Thursday, April 18, 2013

Irish tax haven creator rings LSE bell

A quick blog pointing to a couple of things, and putting them together.

First, a story about Irish billionaire Dermot Desmond ringing the bell at the London Stock exchange (hat tip to @GustavusA on Twitter).

Why do we mention this?

Well, because Desmond was one of the creators of the Irish tax haven: a mucky, lax combination of corporate tax avoidance (see the "Double Irish Sandwich, for instance) and financial regulatory avoidance that has been quite heavily implicated in the global financial crisis that erupted in around 2008 (also see Jim Stewart's paper here, if the first link doesn't work.)

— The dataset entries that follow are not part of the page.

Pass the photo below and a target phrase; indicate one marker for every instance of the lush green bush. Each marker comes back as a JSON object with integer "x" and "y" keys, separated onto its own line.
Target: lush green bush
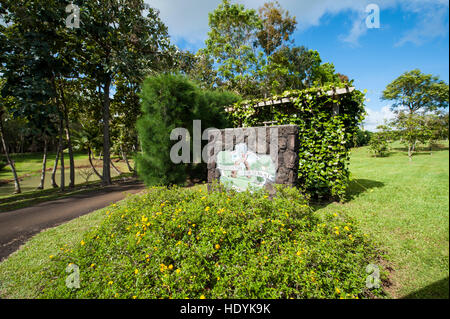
{"x": 361, "y": 138}
{"x": 168, "y": 102}
{"x": 2, "y": 164}
{"x": 325, "y": 137}
{"x": 185, "y": 243}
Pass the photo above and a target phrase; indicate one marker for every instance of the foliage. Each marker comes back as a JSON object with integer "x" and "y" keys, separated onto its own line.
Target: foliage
{"x": 417, "y": 91}
{"x": 277, "y": 26}
{"x": 2, "y": 164}
{"x": 361, "y": 138}
{"x": 183, "y": 243}
{"x": 252, "y": 55}
{"x": 378, "y": 144}
{"x": 324, "y": 139}
{"x": 412, "y": 129}
{"x": 230, "y": 43}
{"x": 169, "y": 102}
{"x": 86, "y": 173}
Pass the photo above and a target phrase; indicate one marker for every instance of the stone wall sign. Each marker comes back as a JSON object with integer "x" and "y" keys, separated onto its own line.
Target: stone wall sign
{"x": 254, "y": 157}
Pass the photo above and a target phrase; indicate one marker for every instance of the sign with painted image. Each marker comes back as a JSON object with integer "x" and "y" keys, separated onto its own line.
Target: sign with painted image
{"x": 242, "y": 168}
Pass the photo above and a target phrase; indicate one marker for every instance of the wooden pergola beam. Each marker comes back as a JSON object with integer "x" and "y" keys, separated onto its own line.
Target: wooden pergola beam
{"x": 286, "y": 100}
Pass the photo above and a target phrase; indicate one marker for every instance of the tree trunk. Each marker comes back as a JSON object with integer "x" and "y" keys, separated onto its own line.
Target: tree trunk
{"x": 61, "y": 152}
{"x": 17, "y": 189}
{"x": 55, "y": 167}
{"x": 44, "y": 164}
{"x": 92, "y": 165}
{"x": 69, "y": 140}
{"x": 106, "y": 141}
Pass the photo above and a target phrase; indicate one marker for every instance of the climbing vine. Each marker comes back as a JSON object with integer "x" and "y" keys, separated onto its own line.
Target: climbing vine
{"x": 327, "y": 124}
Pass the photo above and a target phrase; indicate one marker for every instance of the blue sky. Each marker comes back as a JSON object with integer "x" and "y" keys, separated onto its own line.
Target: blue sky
{"x": 412, "y": 34}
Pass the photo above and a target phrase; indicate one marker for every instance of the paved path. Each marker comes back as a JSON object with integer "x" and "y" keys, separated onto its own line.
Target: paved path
{"x": 17, "y": 226}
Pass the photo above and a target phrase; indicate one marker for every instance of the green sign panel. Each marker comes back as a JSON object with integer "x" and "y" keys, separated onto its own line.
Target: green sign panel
{"x": 242, "y": 168}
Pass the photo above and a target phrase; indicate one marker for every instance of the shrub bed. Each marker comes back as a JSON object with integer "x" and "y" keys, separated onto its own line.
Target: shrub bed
{"x": 186, "y": 243}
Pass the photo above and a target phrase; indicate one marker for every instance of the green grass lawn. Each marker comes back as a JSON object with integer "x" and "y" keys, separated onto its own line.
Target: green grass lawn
{"x": 21, "y": 273}
{"x": 405, "y": 207}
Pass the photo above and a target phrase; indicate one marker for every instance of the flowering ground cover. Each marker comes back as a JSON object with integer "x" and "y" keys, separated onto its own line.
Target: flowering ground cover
{"x": 186, "y": 243}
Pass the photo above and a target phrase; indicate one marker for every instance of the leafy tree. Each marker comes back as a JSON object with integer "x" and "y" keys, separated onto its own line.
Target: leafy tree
{"x": 168, "y": 102}
{"x": 4, "y": 102}
{"x": 277, "y": 27}
{"x": 35, "y": 60}
{"x": 379, "y": 141}
{"x": 417, "y": 92}
{"x": 231, "y": 43}
{"x": 413, "y": 129}
{"x": 117, "y": 39}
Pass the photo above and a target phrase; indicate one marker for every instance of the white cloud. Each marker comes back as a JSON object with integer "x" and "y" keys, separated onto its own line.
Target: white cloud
{"x": 375, "y": 118}
{"x": 431, "y": 24}
{"x": 188, "y": 20}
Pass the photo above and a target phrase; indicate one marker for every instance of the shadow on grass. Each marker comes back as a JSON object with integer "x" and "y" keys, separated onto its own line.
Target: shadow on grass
{"x": 358, "y": 186}
{"x": 423, "y": 149}
{"x": 33, "y": 197}
{"x": 355, "y": 188}
{"x": 437, "y": 290}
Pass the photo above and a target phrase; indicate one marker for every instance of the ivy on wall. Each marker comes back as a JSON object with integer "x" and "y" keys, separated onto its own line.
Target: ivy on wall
{"x": 327, "y": 124}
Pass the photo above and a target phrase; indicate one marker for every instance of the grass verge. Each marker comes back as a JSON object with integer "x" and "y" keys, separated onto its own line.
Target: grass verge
{"x": 183, "y": 243}
{"x": 404, "y": 206}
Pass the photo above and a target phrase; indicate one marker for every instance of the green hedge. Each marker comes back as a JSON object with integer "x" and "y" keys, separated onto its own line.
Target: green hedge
{"x": 325, "y": 139}
{"x": 184, "y": 243}
{"x": 172, "y": 101}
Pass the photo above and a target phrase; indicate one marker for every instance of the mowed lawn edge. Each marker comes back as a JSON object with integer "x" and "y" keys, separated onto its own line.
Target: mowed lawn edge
{"x": 404, "y": 207}
{"x": 20, "y": 273}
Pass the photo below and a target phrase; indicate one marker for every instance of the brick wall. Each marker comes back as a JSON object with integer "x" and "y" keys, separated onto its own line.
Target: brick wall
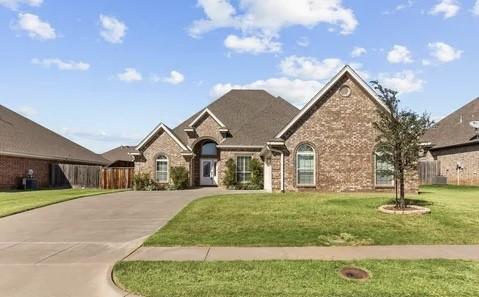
{"x": 232, "y": 153}
{"x": 13, "y": 169}
{"x": 165, "y": 145}
{"x": 341, "y": 131}
{"x": 468, "y": 156}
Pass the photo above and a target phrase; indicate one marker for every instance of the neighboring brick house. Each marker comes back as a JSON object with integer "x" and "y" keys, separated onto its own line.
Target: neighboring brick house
{"x": 26, "y": 145}
{"x": 329, "y": 145}
{"x": 454, "y": 142}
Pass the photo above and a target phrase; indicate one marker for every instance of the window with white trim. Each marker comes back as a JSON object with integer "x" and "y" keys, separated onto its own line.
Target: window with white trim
{"x": 243, "y": 169}
{"x": 305, "y": 166}
{"x": 162, "y": 169}
{"x": 383, "y": 172}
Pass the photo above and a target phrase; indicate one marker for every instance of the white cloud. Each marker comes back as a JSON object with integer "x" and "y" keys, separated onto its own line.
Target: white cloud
{"x": 130, "y": 75}
{"x": 14, "y": 4}
{"x": 175, "y": 78}
{"x": 113, "y": 30}
{"x": 399, "y": 54}
{"x": 252, "y": 45}
{"x": 444, "y": 53}
{"x": 426, "y": 62}
{"x": 296, "y": 91}
{"x": 448, "y": 8}
{"x": 265, "y": 19}
{"x": 62, "y": 65}
{"x": 399, "y": 7}
{"x": 303, "y": 41}
{"x": 310, "y": 68}
{"x": 27, "y": 110}
{"x": 358, "y": 52}
{"x": 35, "y": 27}
{"x": 403, "y": 82}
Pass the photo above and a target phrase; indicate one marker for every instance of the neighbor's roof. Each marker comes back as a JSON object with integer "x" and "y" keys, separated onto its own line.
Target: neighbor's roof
{"x": 252, "y": 116}
{"x": 22, "y": 137}
{"x": 121, "y": 153}
{"x": 455, "y": 129}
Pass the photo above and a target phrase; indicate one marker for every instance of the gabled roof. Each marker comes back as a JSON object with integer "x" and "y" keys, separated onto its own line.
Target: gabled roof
{"x": 121, "y": 153}
{"x": 346, "y": 70}
{"x": 21, "y": 137}
{"x": 455, "y": 128}
{"x": 202, "y": 114}
{"x": 157, "y": 129}
{"x": 252, "y": 116}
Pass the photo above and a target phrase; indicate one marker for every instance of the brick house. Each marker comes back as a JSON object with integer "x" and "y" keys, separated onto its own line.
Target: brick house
{"x": 329, "y": 145}
{"x": 26, "y": 145}
{"x": 454, "y": 142}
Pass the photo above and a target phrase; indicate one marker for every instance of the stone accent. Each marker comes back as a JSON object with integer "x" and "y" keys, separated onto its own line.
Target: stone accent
{"x": 467, "y": 156}
{"x": 163, "y": 144}
{"x": 13, "y": 169}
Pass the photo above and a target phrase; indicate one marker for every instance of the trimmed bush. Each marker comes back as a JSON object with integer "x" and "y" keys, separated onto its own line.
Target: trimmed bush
{"x": 257, "y": 180}
{"x": 230, "y": 174}
{"x": 179, "y": 177}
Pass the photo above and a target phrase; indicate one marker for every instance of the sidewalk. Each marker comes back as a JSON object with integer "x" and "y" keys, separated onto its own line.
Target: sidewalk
{"x": 399, "y": 252}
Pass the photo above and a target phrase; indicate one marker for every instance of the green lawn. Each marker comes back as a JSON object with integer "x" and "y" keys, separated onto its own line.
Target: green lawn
{"x": 299, "y": 278}
{"x": 15, "y": 202}
{"x": 302, "y": 219}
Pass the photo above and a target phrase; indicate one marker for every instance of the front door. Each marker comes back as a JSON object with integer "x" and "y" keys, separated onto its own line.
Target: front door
{"x": 208, "y": 176}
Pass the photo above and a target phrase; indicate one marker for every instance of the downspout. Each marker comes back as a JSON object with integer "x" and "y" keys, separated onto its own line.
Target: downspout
{"x": 282, "y": 166}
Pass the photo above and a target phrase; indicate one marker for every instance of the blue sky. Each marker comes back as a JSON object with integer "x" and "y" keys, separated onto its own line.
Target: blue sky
{"x": 105, "y": 72}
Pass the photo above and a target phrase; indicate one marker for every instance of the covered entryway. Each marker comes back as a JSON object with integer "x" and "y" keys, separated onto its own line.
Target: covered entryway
{"x": 205, "y": 163}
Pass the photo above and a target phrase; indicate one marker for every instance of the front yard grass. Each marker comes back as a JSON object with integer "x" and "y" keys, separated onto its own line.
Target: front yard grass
{"x": 438, "y": 278}
{"x": 17, "y": 201}
{"x": 312, "y": 219}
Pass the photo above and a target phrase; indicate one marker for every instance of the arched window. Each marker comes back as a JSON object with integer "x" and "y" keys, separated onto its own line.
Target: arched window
{"x": 162, "y": 169}
{"x": 209, "y": 149}
{"x": 305, "y": 166}
{"x": 383, "y": 172}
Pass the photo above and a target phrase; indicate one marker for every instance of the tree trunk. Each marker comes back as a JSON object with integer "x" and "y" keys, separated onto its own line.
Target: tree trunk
{"x": 402, "y": 200}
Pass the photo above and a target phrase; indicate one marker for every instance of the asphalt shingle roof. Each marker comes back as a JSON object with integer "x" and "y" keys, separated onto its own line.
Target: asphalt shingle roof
{"x": 20, "y": 136}
{"x": 455, "y": 129}
{"x": 252, "y": 116}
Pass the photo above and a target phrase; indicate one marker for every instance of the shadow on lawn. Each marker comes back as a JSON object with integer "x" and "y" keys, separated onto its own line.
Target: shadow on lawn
{"x": 415, "y": 202}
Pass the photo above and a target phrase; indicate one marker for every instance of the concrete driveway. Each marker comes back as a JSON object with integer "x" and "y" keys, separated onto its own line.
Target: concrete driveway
{"x": 68, "y": 249}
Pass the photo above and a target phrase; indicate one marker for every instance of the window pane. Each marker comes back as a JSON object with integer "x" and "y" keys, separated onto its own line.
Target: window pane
{"x": 162, "y": 169}
{"x": 305, "y": 165}
{"x": 209, "y": 149}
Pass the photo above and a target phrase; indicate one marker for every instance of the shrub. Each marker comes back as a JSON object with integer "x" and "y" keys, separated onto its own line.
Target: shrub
{"x": 179, "y": 177}
{"x": 141, "y": 181}
{"x": 256, "y": 168}
{"x": 230, "y": 174}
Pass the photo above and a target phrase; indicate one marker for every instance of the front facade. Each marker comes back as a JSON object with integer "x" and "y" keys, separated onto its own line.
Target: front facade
{"x": 26, "y": 147}
{"x": 454, "y": 144}
{"x": 329, "y": 145}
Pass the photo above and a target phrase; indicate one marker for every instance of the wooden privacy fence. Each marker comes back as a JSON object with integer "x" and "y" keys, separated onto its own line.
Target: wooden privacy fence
{"x": 428, "y": 170}
{"x": 75, "y": 176}
{"x": 88, "y": 176}
{"x": 117, "y": 178}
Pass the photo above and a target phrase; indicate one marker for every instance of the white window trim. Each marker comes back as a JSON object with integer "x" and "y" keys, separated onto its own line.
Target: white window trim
{"x": 167, "y": 169}
{"x": 314, "y": 166}
{"x": 376, "y": 185}
{"x": 236, "y": 173}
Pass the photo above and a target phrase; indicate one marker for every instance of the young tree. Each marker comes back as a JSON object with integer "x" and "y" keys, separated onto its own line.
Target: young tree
{"x": 398, "y": 139}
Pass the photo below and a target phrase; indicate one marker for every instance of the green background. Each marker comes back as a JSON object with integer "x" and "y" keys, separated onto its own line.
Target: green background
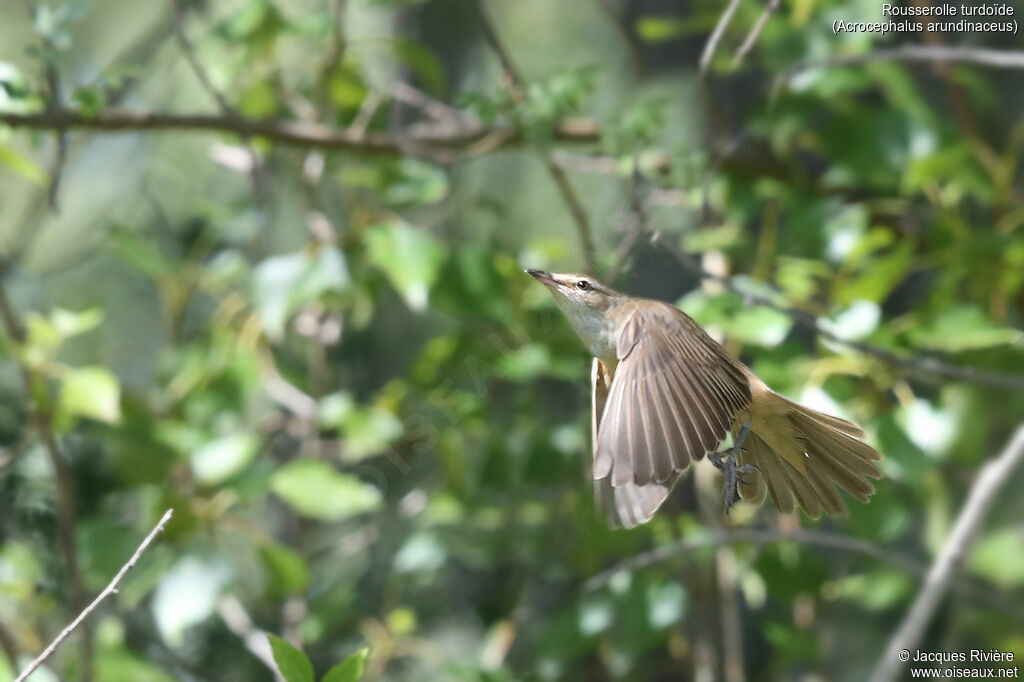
{"x": 374, "y": 429}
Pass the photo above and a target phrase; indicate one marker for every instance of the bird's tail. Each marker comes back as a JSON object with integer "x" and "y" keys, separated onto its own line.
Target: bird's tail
{"x": 803, "y": 454}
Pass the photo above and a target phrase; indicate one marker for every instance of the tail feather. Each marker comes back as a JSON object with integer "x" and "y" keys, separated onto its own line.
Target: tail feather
{"x": 833, "y": 456}
{"x": 630, "y": 505}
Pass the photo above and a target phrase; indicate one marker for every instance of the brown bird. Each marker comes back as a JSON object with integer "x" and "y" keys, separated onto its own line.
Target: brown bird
{"x": 665, "y": 393}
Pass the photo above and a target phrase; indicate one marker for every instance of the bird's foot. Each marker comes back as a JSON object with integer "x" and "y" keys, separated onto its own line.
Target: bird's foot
{"x": 732, "y": 475}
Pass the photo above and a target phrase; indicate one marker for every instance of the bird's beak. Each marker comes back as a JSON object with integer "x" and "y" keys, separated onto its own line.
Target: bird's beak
{"x": 544, "y": 278}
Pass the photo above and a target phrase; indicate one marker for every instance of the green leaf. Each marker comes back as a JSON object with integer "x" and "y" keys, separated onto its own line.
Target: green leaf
{"x": 313, "y": 488}
{"x": 282, "y": 284}
{"x": 259, "y": 100}
{"x": 659, "y": 30}
{"x": 423, "y": 62}
{"x": 219, "y": 460}
{"x": 91, "y": 392}
{"x": 999, "y": 557}
{"x": 411, "y": 258}
{"x": 963, "y": 328}
{"x": 293, "y": 664}
{"x": 289, "y": 571}
{"x": 22, "y": 165}
{"x": 349, "y": 670}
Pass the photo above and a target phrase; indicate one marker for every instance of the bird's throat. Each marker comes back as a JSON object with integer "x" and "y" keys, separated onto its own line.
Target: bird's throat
{"x": 596, "y": 329}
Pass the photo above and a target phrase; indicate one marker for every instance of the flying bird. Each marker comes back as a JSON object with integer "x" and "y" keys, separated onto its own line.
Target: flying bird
{"x": 665, "y": 393}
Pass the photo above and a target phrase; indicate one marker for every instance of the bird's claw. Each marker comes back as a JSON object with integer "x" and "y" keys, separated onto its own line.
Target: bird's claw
{"x": 732, "y": 475}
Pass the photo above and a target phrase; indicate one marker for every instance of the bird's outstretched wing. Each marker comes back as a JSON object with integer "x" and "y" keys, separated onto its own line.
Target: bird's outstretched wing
{"x": 672, "y": 397}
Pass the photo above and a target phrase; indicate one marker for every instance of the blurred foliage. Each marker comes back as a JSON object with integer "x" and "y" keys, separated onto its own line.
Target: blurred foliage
{"x": 374, "y": 429}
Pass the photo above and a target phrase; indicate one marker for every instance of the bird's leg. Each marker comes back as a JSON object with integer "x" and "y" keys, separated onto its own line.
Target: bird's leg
{"x": 731, "y": 474}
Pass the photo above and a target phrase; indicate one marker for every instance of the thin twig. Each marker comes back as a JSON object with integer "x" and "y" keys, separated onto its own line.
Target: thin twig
{"x": 235, "y": 616}
{"x": 431, "y": 142}
{"x": 67, "y": 516}
{"x": 716, "y": 36}
{"x": 188, "y": 50}
{"x": 983, "y": 494}
{"x": 8, "y": 645}
{"x": 752, "y": 37}
{"x": 759, "y": 537}
{"x": 565, "y": 189}
{"x": 577, "y": 211}
{"x": 108, "y": 591}
{"x": 928, "y": 366}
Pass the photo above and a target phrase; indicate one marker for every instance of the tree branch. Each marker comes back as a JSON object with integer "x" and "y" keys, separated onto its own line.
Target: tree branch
{"x": 716, "y": 36}
{"x": 430, "y": 142}
{"x": 108, "y": 591}
{"x": 912, "y": 364}
{"x": 752, "y": 37}
{"x": 759, "y": 537}
{"x": 67, "y": 517}
{"x": 992, "y": 477}
{"x": 235, "y": 616}
{"x": 568, "y": 195}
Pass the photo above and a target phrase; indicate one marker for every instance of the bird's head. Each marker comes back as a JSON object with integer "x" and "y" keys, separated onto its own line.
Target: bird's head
{"x": 577, "y": 294}
{"x": 587, "y": 303}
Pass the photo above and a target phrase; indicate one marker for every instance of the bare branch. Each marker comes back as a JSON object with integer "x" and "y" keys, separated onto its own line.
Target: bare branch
{"x": 759, "y": 537}
{"x": 428, "y": 142}
{"x": 67, "y": 517}
{"x": 189, "y": 52}
{"x": 716, "y": 36}
{"x": 108, "y": 591}
{"x": 235, "y": 616}
{"x": 557, "y": 174}
{"x": 913, "y": 364}
{"x": 752, "y": 37}
{"x": 577, "y": 211}
{"x": 8, "y": 645}
{"x": 991, "y": 478}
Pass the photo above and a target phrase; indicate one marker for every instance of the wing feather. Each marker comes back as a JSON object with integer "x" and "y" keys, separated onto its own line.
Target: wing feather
{"x": 674, "y": 396}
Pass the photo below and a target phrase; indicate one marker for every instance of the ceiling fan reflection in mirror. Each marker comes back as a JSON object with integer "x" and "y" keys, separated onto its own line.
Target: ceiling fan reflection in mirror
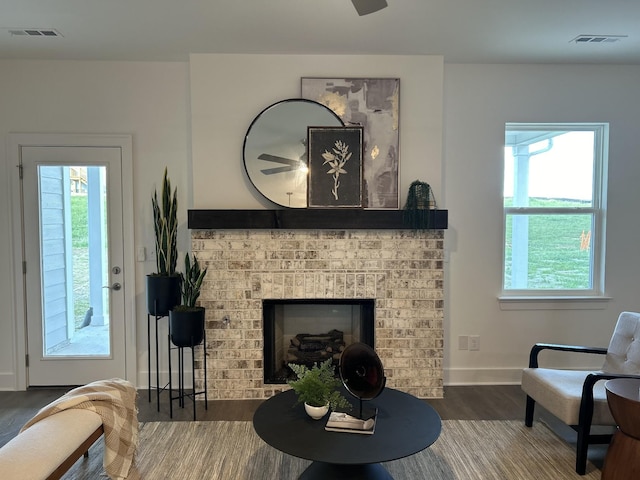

Our history of the IFSC is quite a tale, worth reading for those who want to understand what tax havens really are and how they really work. As a taster:
"The biggest early driver of the project was the (now billionaire) financier Dermot Desmond, who put an initial proposal for a financial services centre to the government in 1985, and whose stockbroking firm part-financed the full-scale feasibility study by PWC. Desmond (who also owned some of the original buildings that would become designated to the IFSC project) put this proposal to his friend, the politician Charles Haughey, which led to a policy document launched by Haughey’s party, Fianna Fáil, during the 1987 election campaign, with a promise of 7,500 full-time jobs within five years. Desmond and a business partner were the anonymous authors of the document. Although the document asserted (p318) that it was “not oriented in any way towards the creation of a tax haven,” reality would demonstrate the exact opposite."
The “voraciously corrupt” Haughey was returned as Taoiseach in March 1987, and by May of that year the government had already chosen the Custom House Dock site in Dublin to host the IFSC. The project was bulldozered forwards by a fixer named Padraic O’hUiginn, Haughey’s right hand man who, according to one official, had Haughey’s authority to “persuade, bully...whatever needed to be done to get the other government departments on board.”
To cut a long story short here (but do read the original), a very short summary of what happened:
". . . the laws were fully in place within three months of the new government being formed.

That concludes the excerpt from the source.